練り物

秋田県と四国4県の物産展が有楽町で開催された、との報道をTVで視ました。10月に秋田県知事(地元の殿様の家柄です)が四国の食品を侮蔑するような発言をして問題になり、謝罪し、四国側から提案された企画なのだそう。四国のじゃこ天は貧乏くさい、と秋田県知事が言ったのだそうで、県庁には抗議が殺到、愛媛では蒲鉾店へ秋田からの注文が激増、中にはお詫び旁々来店する秋田出身者もいたとのこと。物産展で用意されたきりたんぽとじゃこ天のセット50個は、15分で完売した由、怪我の功名でしょうか。

練り物は地方色の出る食品です。我が家は玄界灘に臨む博多の出身なので、練り物を些か莫迦にしている風がありました。小田原蒲鉾なんか混ぜ物、といった案配(昭和20年代の話。現代ではそのブランド性、高価に驚嘆)です。しかし山陰地方で暮らして、私は考えが変わりました。

鳥取へ赴任する汽車で乗り合わせた学生から、豆腐竹輪はうまい、と聞かされ、現地ではちょっとした集会にはみんなこれを持ち寄ってくるのだと知りました。豆腐を混ぜた竹輪で、色が白く柔らかく、安い。
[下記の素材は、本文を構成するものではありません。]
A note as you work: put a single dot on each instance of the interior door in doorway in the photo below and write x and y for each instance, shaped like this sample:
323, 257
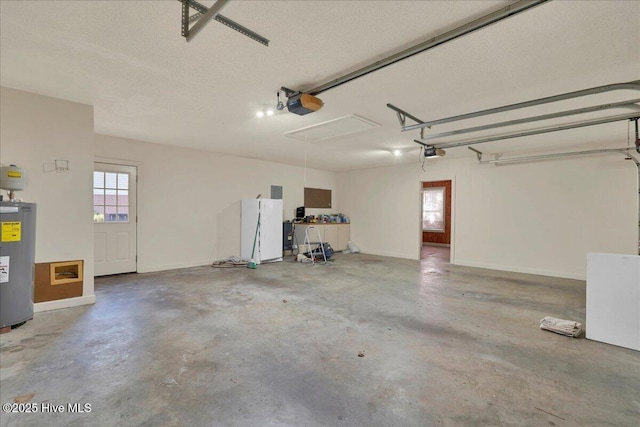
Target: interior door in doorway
114, 218
436, 212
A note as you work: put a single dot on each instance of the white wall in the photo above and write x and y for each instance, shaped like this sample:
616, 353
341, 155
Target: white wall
189, 200
35, 131
539, 218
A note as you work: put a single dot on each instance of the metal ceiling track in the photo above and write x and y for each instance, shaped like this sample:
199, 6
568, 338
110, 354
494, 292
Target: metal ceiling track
632, 104
500, 161
497, 16
626, 151
205, 15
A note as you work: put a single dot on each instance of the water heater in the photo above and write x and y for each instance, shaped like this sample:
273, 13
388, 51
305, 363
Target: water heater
17, 257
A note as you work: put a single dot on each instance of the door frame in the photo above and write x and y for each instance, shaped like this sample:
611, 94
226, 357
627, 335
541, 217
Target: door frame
138, 166
452, 244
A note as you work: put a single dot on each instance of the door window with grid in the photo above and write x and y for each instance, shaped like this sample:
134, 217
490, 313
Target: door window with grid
110, 197
433, 218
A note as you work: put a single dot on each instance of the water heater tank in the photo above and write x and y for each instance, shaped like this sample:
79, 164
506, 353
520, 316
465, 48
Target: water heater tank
12, 178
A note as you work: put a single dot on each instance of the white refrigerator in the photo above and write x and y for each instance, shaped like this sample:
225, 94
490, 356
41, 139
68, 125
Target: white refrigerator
268, 243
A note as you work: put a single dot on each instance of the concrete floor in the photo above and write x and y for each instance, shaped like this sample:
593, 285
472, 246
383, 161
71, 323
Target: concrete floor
278, 346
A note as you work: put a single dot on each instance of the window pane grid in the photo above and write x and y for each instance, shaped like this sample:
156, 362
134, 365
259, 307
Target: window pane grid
110, 197
433, 218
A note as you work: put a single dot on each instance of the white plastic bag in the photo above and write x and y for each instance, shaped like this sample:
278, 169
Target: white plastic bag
351, 248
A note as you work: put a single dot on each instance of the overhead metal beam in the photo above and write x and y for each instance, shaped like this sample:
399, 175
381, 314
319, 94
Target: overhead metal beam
624, 151
485, 21
633, 85
623, 104
403, 114
206, 17
593, 122
521, 159
201, 9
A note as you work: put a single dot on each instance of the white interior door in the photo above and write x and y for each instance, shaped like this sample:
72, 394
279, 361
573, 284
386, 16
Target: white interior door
114, 218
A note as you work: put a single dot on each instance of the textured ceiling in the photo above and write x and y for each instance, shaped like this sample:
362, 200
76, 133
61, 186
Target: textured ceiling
128, 60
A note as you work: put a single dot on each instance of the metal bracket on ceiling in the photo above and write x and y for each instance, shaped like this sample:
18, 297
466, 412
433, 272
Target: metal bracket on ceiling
402, 118
478, 154
205, 15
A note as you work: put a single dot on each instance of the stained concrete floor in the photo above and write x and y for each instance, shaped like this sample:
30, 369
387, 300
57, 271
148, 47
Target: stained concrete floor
278, 346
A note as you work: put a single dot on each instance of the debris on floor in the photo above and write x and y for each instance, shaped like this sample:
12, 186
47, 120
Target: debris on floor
24, 398
561, 326
352, 248
229, 262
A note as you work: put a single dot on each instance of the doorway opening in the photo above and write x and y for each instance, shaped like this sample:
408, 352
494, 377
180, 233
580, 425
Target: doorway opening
114, 219
435, 219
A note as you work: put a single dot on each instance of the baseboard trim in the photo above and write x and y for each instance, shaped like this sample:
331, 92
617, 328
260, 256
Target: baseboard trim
157, 268
63, 303
391, 254
550, 273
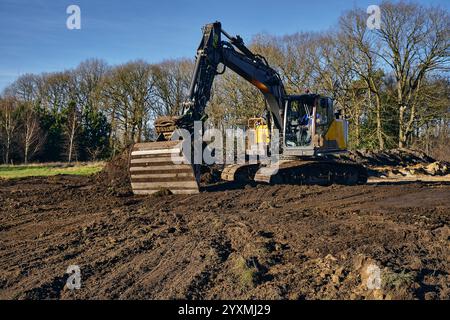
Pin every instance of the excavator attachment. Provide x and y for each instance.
(160, 165)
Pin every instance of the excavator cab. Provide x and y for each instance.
(308, 119)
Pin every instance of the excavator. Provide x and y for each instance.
(309, 133)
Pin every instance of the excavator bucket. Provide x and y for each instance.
(155, 166)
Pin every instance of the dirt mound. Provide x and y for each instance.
(398, 163)
(115, 175)
(273, 242)
(393, 157)
(210, 174)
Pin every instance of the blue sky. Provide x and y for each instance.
(34, 37)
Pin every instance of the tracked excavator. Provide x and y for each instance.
(309, 129)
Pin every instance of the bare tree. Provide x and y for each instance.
(32, 137)
(9, 120)
(416, 42)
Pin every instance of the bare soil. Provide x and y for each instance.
(230, 241)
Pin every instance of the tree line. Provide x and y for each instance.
(391, 84)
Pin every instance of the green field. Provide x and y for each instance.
(50, 169)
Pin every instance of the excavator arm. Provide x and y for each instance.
(232, 54)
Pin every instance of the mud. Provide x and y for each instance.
(229, 241)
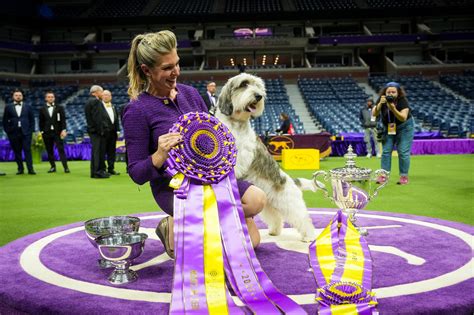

蒲鉾は何と言っても山口です。弾力があり、色も白くなく、いかにも魚肉100%の歯触りで美味しい。竹輪は島根の野焼き、あご(飛魚)、石巻の鯛竹輪が私の推しです。愛媛のじゃこ天は、見た目はよくないが、骨ごと摺ったじゃこの野性味がウリ。

法被を着て愛媛県知事と並んだ秋田県知事は、あれ以来、行く先々で、知事、これどうだとじゃこ天が出て来る、と頭を掻いていました。秋田県民、大したもんじゃないか、と感心しました。愛媛県知事は叩き上げの政治家、したたかです。でもふと思いました。うちの知事が失礼して、と県民が詫びて歩くのは、やっぱり地元の殿様だから?愛されてる。